Cyber Incident Victim: Albanian Intelligence Agency
Date:
Jan 2018
Location:
Albania
Summary
Hackers suspected of acting in Turkey's interests conducted cyberattacks targeting European and Middle Eastern governments and organizations through DNS hijacking techniques, redirecting victims to fraudulent websites to harvest credentials. The campaign compromised entities including Cypriot and Greek government email systems, Iraq's national security advisor, and Albanian state intelligence, resulting in stolen login credentials from non-classified infrastructure. Western security officials attributed the state-backed espionage operation to Turkish geopolitical motives based on victim profiles, infrastructure similarities to previous attacks, and intelligence assessments. The ongoing attacks exploited vulnerabilities in internet routing infrastructure, impacting diplomatic services and security agencies across multiple countries.
| CIA Posture | Motives | Tactics, Techniques & Procedures |
|---|---|---|
| Available to members | 1 motive | 2 techniques |
| Threat Actor | Type | Location |
|---|---|---|
| 1 actor | Available to members | Available to members |
Description
Between early 2018 and early 2019, a series of cyberattacks targeting European and Middle Eastern governments and organizations employed DNS hijacking techniques to redirect victims to imposter websites, enabling credential theft. Security officials from three Western nations attributed the campaign to hackers acting in Turkey’s geopolitical interests, citing victim profiles aligned with Turkish foreign policy objectives, infrastructure linked to prior Turkey-associated attacks, and classified intelligence assessments. The attackers compromised at least 30 entities, including government ministries, embassies, security services, and private organizations, by manipulating Domain Name System records to intercept web traffic. Public internet records reviewed by Reuters confirmed Albanian state intelligence services were among the victims, with hundreds of usernames and passwords compromised through redirected login portals. Other confirmed targets included Cypriot and Greek government email systems, Iraq’s national security advisor, and Turkish civilian groups like a Freemasons chapter accused by Ankara of ties to exiled cleric Fethullah Gulen.

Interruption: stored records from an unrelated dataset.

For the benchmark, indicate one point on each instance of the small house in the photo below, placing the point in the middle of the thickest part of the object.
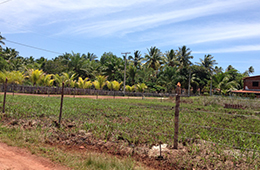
(251, 86)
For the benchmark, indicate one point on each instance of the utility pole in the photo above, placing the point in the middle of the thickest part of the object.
(189, 84)
(125, 69)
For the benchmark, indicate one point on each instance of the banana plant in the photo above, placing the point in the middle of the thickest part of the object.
(141, 87)
(100, 82)
(35, 76)
(84, 84)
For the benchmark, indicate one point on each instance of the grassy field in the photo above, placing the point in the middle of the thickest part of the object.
(228, 135)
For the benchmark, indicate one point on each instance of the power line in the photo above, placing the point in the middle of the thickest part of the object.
(37, 48)
(4, 1)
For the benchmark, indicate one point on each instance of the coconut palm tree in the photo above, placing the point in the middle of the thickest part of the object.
(76, 63)
(1, 40)
(168, 78)
(35, 76)
(141, 87)
(84, 84)
(224, 82)
(137, 58)
(69, 80)
(170, 58)
(184, 56)
(100, 82)
(251, 70)
(154, 58)
(208, 63)
(47, 80)
(90, 56)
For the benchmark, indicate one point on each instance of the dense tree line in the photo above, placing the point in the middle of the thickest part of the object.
(156, 71)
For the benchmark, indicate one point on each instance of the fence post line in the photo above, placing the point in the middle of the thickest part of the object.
(61, 102)
(5, 84)
(176, 120)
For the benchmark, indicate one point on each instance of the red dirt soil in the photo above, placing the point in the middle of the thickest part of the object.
(13, 158)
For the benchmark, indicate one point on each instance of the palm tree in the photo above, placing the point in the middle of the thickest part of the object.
(69, 80)
(114, 85)
(132, 71)
(168, 78)
(59, 80)
(141, 87)
(84, 84)
(208, 63)
(90, 56)
(35, 76)
(76, 63)
(100, 82)
(47, 80)
(251, 70)
(1, 42)
(154, 58)
(137, 59)
(170, 58)
(224, 82)
(184, 56)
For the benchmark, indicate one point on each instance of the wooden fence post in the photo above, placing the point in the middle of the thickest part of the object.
(61, 102)
(176, 120)
(5, 84)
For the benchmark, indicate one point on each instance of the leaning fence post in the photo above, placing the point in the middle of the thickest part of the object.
(5, 84)
(176, 120)
(61, 102)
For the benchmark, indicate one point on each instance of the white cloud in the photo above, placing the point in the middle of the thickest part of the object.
(242, 48)
(27, 15)
(199, 34)
(123, 26)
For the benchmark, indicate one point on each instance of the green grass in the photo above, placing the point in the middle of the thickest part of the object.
(149, 121)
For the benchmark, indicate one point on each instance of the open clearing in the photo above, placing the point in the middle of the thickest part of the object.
(211, 136)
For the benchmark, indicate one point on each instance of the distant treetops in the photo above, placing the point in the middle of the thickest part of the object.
(39, 78)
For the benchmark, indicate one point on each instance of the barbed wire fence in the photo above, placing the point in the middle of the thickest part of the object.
(62, 91)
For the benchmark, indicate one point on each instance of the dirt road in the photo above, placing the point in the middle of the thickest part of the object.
(13, 158)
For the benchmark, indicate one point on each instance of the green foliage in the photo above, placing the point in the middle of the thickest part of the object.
(100, 82)
(160, 72)
(84, 84)
(140, 87)
(35, 76)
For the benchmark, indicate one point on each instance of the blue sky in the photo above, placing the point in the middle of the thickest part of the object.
(227, 29)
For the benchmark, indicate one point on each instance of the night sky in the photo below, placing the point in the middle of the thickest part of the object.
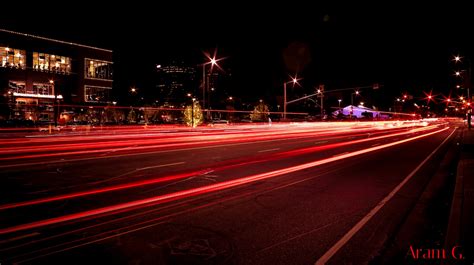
(404, 48)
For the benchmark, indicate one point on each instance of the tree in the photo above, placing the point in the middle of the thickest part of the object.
(193, 114)
(132, 116)
(260, 112)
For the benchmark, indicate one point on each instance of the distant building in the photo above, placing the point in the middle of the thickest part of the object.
(173, 82)
(37, 72)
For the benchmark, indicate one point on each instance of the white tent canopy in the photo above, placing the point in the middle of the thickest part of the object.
(357, 111)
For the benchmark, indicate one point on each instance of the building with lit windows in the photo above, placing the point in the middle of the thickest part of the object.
(38, 73)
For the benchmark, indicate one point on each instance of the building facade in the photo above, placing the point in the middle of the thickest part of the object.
(41, 77)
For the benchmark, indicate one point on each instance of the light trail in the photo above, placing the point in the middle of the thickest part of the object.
(95, 148)
(226, 166)
(202, 190)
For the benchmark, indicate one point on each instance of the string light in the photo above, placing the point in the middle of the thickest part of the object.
(53, 40)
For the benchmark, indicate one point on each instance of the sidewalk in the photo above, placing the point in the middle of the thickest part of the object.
(461, 221)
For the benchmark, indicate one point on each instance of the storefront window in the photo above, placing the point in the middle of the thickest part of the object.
(96, 69)
(43, 89)
(97, 94)
(17, 86)
(14, 58)
(51, 62)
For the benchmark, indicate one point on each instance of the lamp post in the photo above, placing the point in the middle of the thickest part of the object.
(352, 98)
(192, 113)
(294, 80)
(205, 85)
(56, 112)
(458, 59)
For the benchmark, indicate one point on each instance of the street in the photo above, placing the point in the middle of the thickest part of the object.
(299, 193)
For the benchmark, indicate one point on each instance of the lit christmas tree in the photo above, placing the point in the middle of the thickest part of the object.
(193, 114)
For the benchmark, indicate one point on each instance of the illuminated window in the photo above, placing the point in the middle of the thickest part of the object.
(14, 58)
(17, 86)
(51, 62)
(97, 94)
(96, 69)
(43, 89)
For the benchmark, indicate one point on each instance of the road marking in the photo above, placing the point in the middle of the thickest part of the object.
(339, 244)
(321, 142)
(269, 150)
(19, 237)
(164, 165)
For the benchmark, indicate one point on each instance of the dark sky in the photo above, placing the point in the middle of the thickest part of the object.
(403, 47)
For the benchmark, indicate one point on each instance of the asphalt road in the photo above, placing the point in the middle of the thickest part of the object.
(281, 194)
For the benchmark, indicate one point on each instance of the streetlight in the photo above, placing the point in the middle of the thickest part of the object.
(352, 98)
(205, 85)
(56, 101)
(192, 113)
(458, 59)
(294, 80)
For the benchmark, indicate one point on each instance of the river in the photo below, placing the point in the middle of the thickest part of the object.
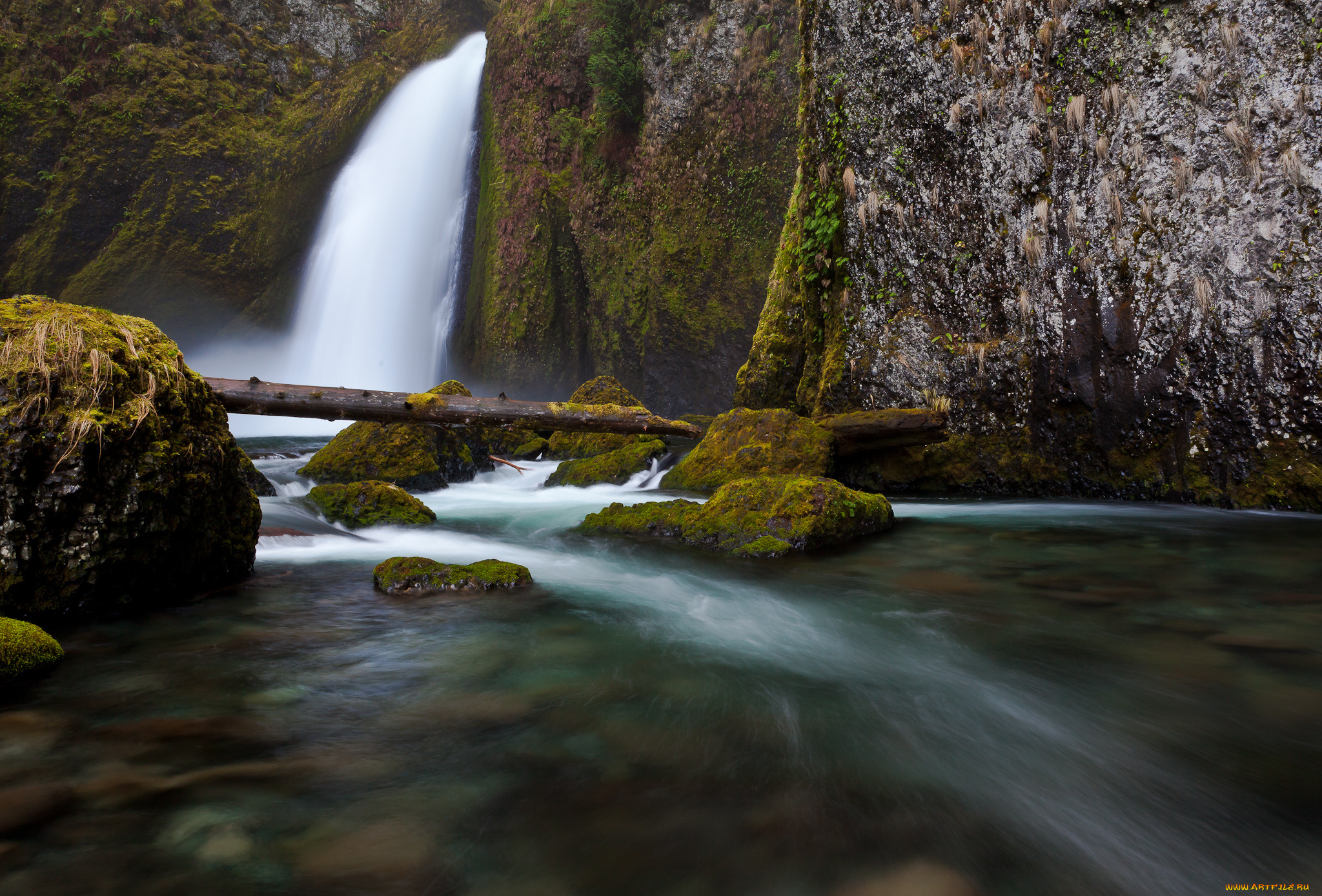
(1042, 697)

The Albanian State Information Service acknowledged the compromise of non-classified infrastructure but emphasized no state secrets were accessed. Cyprus reported immediate containment by its agencies, while Greece denied evidence of email system breaches. Attackers maintained persistent access by breaching organizations controlling top-level internet domains, allowing ongoing redirection of traffic to malicious servers. Cybersecurity researchers noted the campaign’s scale—unusual for DNS hijacking—alarmed Western intelligence agencies, though officials distinguished it from a separate 2018 DNS campaign. Turkish authorities declined direct comment but referenced frequent cyber victimization. Private cybersecurity firms, including Team Cymru, notified victims after identifying infrastructure patterns. The attacks exposed systemic vulnerabilities in global DNS architecture, enabling external network compromises without requiring direct victim system infiltration. As of January 2020, officials confirmed the operation remained active across multiple jurisdictions.